The Microbial City: An Introduction to Microbiome Analysis

2026 KUMC Microbiome Symposium Workshop

The human body is home to trillions of bacteria, archaea, viruses, and fungi that are collectively called the microbiome. These communities play roles in immune development, metabolism, and susceptibility to disease. Understanding which microbes are present, in what proportions, how they work together (or not), what they produce and consume, and how those communities differ across individuals or conditions is a common question in medical research.

What is the microbiome?

The term microbiome refers to the complete collection of microorganisms inhabiting a particular environment. In humans, that environment can be the gut, skin, oral cavity, lung, vaginal tract, or any number of other niches. Each body site harbors a distinct community shaped by the local environment: temperature, pH, oxygen availability, and available nutrients.

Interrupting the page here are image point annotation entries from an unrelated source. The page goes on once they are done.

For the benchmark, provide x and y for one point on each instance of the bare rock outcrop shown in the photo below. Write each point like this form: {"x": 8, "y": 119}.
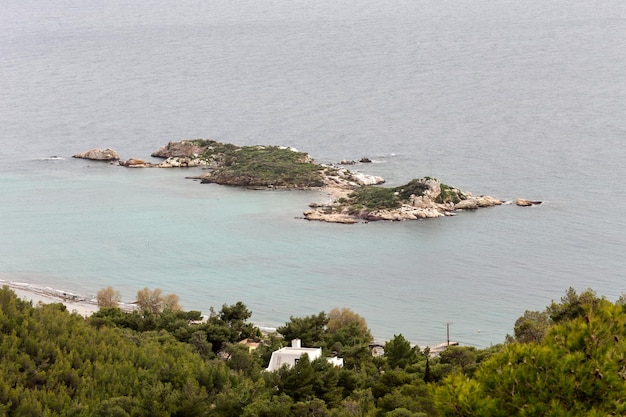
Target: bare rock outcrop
{"x": 106, "y": 154}
{"x": 423, "y": 198}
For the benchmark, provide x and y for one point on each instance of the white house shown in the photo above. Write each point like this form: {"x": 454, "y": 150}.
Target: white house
{"x": 291, "y": 355}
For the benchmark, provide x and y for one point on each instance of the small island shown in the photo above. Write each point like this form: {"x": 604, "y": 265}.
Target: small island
{"x": 354, "y": 196}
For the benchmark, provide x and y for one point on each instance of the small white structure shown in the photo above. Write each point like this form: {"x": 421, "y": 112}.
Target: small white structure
{"x": 291, "y": 355}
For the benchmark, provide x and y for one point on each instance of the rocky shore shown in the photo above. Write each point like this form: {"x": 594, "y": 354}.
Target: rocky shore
{"x": 353, "y": 196}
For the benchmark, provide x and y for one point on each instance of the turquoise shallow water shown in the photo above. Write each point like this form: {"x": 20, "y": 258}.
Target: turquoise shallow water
{"x": 502, "y": 98}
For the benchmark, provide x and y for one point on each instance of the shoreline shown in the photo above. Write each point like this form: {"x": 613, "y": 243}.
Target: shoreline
{"x": 47, "y": 295}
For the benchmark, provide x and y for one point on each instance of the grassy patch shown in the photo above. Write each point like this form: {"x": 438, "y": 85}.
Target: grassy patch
{"x": 414, "y": 187}
{"x": 265, "y": 165}
{"x": 449, "y": 195}
{"x": 374, "y": 198}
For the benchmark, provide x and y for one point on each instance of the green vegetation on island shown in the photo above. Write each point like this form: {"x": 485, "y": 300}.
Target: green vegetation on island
{"x": 259, "y": 166}
{"x": 568, "y": 360}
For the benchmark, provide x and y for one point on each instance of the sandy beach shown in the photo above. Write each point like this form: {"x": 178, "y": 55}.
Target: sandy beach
{"x": 45, "y": 295}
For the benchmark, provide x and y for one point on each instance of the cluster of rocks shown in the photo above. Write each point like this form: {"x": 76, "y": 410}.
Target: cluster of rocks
{"x": 338, "y": 182}
{"x": 416, "y": 207}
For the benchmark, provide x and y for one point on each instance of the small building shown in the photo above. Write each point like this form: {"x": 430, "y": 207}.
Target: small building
{"x": 291, "y": 355}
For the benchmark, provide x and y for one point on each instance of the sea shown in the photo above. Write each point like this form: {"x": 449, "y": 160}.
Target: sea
{"x": 508, "y": 98}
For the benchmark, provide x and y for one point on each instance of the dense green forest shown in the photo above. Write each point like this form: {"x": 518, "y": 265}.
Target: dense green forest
{"x": 569, "y": 360}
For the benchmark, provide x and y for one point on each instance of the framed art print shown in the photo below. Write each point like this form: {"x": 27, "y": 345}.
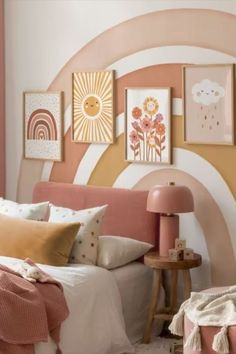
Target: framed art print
{"x": 148, "y": 128}
{"x": 93, "y": 107}
{"x": 42, "y": 120}
{"x": 209, "y": 104}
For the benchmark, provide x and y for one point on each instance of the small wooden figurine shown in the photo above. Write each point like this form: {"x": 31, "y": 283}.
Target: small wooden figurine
{"x": 180, "y": 244}
{"x": 188, "y": 253}
{"x": 175, "y": 255}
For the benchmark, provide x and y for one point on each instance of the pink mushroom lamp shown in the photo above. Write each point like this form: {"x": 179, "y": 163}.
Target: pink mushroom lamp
{"x": 168, "y": 200}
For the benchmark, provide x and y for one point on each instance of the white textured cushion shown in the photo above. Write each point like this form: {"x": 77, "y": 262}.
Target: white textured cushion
{"x": 115, "y": 251}
{"x": 85, "y": 247}
{"x": 37, "y": 211}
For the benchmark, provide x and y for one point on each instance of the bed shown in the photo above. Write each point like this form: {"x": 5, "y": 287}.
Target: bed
{"x": 107, "y": 308}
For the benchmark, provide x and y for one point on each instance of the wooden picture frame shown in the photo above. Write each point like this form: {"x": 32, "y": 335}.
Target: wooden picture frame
{"x": 148, "y": 124}
{"x": 208, "y": 104}
{"x": 43, "y": 125}
{"x": 93, "y": 107}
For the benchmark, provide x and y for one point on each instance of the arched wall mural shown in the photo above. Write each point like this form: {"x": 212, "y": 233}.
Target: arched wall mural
{"x": 2, "y": 104}
{"x": 155, "y": 58}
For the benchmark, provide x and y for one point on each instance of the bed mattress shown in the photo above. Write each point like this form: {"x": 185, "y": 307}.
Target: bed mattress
{"x": 108, "y": 309}
{"x": 135, "y": 284}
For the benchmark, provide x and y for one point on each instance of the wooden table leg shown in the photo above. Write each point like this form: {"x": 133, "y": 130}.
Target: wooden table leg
{"x": 187, "y": 283}
{"x": 153, "y": 304}
{"x": 173, "y": 291}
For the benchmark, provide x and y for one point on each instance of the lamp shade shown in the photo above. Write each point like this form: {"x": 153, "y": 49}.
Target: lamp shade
{"x": 170, "y": 199}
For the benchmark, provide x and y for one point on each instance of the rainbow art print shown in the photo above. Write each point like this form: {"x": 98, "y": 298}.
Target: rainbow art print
{"x": 43, "y": 125}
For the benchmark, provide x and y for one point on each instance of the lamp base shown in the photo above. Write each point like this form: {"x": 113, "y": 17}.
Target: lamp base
{"x": 169, "y": 231}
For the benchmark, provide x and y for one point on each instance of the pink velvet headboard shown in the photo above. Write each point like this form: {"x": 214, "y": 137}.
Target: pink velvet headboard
{"x": 126, "y": 214}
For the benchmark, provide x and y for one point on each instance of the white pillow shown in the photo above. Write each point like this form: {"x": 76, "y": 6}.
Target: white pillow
{"x": 115, "y": 251}
{"x": 36, "y": 211}
{"x": 85, "y": 247}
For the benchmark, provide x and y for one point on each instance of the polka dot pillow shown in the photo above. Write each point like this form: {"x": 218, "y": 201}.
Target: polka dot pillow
{"x": 37, "y": 211}
{"x": 85, "y": 247}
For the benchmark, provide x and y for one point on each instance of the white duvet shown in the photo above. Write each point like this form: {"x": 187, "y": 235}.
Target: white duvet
{"x": 95, "y": 324}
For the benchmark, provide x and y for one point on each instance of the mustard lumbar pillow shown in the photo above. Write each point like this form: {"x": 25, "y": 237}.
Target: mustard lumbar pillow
{"x": 43, "y": 242}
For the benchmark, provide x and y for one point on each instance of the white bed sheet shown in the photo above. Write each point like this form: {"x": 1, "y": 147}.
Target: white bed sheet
{"x": 95, "y": 324}
{"x": 135, "y": 284}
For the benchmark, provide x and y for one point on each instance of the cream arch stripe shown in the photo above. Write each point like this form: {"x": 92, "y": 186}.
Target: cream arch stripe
{"x": 211, "y": 178}
{"x": 199, "y": 21}
{"x": 169, "y": 55}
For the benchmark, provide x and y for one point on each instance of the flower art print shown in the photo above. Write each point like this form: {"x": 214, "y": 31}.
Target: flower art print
{"x": 148, "y": 125}
{"x": 208, "y": 104}
{"x": 43, "y": 126}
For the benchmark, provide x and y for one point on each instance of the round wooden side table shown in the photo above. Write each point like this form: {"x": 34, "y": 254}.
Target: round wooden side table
{"x": 159, "y": 264}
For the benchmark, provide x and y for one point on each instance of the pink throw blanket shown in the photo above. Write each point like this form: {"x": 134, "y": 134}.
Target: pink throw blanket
{"x": 29, "y": 312}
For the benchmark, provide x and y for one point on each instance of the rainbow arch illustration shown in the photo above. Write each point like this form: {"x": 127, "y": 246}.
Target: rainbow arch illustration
{"x": 41, "y": 126}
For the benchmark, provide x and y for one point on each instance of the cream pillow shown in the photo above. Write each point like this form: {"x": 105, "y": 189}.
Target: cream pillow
{"x": 43, "y": 242}
{"x": 84, "y": 249}
{"x": 115, "y": 251}
{"x": 36, "y": 211}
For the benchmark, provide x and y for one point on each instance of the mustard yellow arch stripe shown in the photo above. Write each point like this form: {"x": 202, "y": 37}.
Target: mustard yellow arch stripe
{"x": 112, "y": 162}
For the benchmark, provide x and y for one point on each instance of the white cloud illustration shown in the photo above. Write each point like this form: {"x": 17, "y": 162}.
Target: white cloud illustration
{"x": 207, "y": 92}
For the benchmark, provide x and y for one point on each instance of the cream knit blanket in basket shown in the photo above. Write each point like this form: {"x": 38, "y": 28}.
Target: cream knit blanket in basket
{"x": 207, "y": 309}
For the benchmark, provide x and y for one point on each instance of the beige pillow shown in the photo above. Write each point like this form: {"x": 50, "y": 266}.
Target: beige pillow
{"x": 41, "y": 241}
{"x": 36, "y": 211}
{"x": 116, "y": 251}
{"x": 84, "y": 249}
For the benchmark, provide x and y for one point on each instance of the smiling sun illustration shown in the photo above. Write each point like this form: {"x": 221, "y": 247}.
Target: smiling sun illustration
{"x": 93, "y": 107}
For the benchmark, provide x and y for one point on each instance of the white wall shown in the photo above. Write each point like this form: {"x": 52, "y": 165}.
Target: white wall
{"x": 42, "y": 35}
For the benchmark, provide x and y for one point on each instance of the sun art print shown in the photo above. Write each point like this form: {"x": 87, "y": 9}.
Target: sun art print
{"x": 93, "y": 118}
{"x": 148, "y": 125}
{"x": 43, "y": 125}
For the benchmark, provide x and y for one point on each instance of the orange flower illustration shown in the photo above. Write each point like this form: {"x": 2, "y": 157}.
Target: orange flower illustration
{"x": 134, "y": 138}
{"x": 150, "y": 105}
{"x": 152, "y": 142}
{"x": 161, "y": 129}
{"x": 136, "y": 112}
{"x": 146, "y": 124}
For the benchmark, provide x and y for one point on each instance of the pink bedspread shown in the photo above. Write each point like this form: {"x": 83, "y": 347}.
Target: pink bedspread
{"x": 29, "y": 312}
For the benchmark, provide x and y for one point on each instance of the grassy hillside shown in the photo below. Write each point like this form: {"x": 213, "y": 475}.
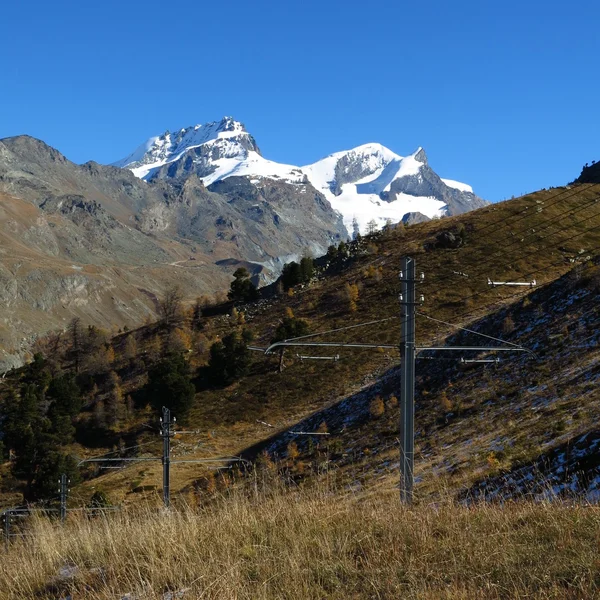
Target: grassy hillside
{"x": 322, "y": 544}
{"x": 464, "y": 434}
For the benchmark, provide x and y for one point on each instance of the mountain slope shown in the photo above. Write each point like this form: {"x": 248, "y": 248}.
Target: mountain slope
{"x": 365, "y": 183}
{"x": 472, "y": 421}
{"x": 140, "y": 237}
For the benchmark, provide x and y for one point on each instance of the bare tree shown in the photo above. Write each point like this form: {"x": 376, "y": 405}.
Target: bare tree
{"x": 76, "y": 335}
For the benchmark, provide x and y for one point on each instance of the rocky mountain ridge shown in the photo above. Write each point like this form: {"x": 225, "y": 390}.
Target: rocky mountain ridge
{"x": 97, "y": 242}
{"x": 366, "y": 184}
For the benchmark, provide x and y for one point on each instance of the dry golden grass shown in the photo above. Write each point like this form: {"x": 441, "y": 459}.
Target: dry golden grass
{"x": 322, "y": 544}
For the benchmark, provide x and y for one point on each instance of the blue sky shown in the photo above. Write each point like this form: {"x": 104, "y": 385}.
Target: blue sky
{"x": 501, "y": 96}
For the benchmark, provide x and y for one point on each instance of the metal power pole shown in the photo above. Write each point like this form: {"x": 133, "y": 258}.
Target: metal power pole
{"x": 166, "y": 433}
{"x": 407, "y": 391}
{"x": 7, "y": 528}
{"x": 64, "y": 491}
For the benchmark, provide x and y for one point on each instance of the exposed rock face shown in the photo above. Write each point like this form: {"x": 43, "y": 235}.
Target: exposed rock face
{"x": 366, "y": 183}
{"x": 97, "y": 242}
{"x": 427, "y": 183}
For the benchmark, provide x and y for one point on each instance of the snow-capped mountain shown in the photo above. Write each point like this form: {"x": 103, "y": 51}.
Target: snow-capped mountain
{"x": 363, "y": 184}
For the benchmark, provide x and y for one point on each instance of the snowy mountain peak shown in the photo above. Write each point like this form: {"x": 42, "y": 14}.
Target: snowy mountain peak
{"x": 365, "y": 183}
{"x": 169, "y": 147}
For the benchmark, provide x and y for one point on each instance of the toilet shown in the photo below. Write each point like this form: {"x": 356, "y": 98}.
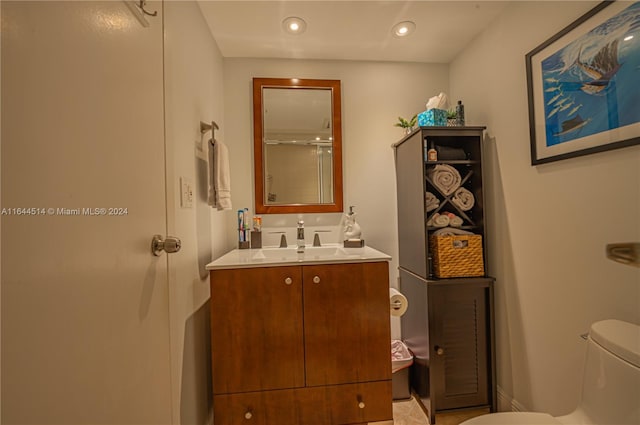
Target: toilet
{"x": 610, "y": 387}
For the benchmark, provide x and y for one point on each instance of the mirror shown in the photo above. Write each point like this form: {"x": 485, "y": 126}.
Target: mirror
{"x": 297, "y": 145}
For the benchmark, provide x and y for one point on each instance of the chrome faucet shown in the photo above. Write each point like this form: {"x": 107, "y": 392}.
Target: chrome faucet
{"x": 300, "y": 237}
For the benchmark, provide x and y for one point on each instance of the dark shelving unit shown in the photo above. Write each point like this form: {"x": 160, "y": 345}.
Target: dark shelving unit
{"x": 449, "y": 323}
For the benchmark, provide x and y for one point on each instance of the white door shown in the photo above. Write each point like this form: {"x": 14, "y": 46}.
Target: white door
{"x": 85, "y": 323}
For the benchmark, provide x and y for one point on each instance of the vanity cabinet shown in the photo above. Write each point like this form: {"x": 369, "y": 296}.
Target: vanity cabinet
{"x": 301, "y": 344}
{"x": 449, "y": 323}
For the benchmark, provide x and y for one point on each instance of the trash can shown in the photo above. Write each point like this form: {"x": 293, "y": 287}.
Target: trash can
{"x": 401, "y": 359}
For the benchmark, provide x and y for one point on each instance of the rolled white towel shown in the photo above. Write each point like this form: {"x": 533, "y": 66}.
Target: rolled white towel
{"x": 450, "y": 231}
{"x": 446, "y": 178}
{"x": 438, "y": 220}
{"x": 432, "y": 201}
{"x": 463, "y": 199}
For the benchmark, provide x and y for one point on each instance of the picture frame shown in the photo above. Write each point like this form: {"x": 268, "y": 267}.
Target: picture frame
{"x": 582, "y": 85}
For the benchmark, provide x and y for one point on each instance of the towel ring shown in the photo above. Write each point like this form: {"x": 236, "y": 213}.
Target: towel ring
{"x": 142, "y": 4}
{"x": 204, "y": 127}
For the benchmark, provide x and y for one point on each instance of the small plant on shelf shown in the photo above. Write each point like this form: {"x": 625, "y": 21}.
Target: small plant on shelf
{"x": 407, "y": 124}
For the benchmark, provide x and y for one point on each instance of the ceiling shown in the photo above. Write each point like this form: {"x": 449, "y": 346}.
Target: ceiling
{"x": 349, "y": 30}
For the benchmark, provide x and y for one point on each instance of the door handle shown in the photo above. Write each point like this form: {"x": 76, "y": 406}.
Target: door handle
{"x": 169, "y": 245}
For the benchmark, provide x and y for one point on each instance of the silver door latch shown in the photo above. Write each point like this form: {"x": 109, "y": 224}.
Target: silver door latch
{"x": 169, "y": 245}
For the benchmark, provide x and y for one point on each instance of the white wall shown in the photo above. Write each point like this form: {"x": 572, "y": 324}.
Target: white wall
{"x": 193, "y": 93}
{"x": 548, "y": 224}
{"x": 374, "y": 95}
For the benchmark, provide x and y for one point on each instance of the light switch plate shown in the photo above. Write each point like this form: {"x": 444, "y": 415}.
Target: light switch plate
{"x": 186, "y": 192}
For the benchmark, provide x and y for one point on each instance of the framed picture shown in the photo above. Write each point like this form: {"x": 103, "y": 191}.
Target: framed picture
{"x": 583, "y": 85}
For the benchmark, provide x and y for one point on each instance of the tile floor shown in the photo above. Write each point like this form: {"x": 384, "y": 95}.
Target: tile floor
{"x": 410, "y": 413}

The gut microbiome is the most studied. A healthy adult gut hosts hundreds to thousands of bacterial species, though these proportions are certainly not fixed and change within a person over time and from person to person.

The microbial city

Just like the microbiome, a city is a community made up of people who live, work, and play in the same geographic location. They interact with each other in different units, like families or friends, and, just like people, they have different roles in their environment that make them distinct. This site uses this comparison to help make the different steps of microbiome analysis more intuitive.

NoteHow to use the city analogy

Throughout this workshop, callouts like this one pair a city or census scenario with the concept being introduced on that page. The city’s residents are its microbes; 16S sequencing is the census; the census takers are the reagents, instruments, and analysts — each with their own habits, biases, and occasionally sloppy handwriting. When you see this callout, you’re getting the analogy version of what follows.

Variability in the microbiome

The human microbiome is variable in multiple ways, ranging from within the same person to across multiple people.

Within individuals

When we consider two cities in the same state, one on a beach and one that is land-locked, we know that there are differences between them despite both being cities. For example, our beach city would more than likely have more surfers and life guards than our landlocked city would.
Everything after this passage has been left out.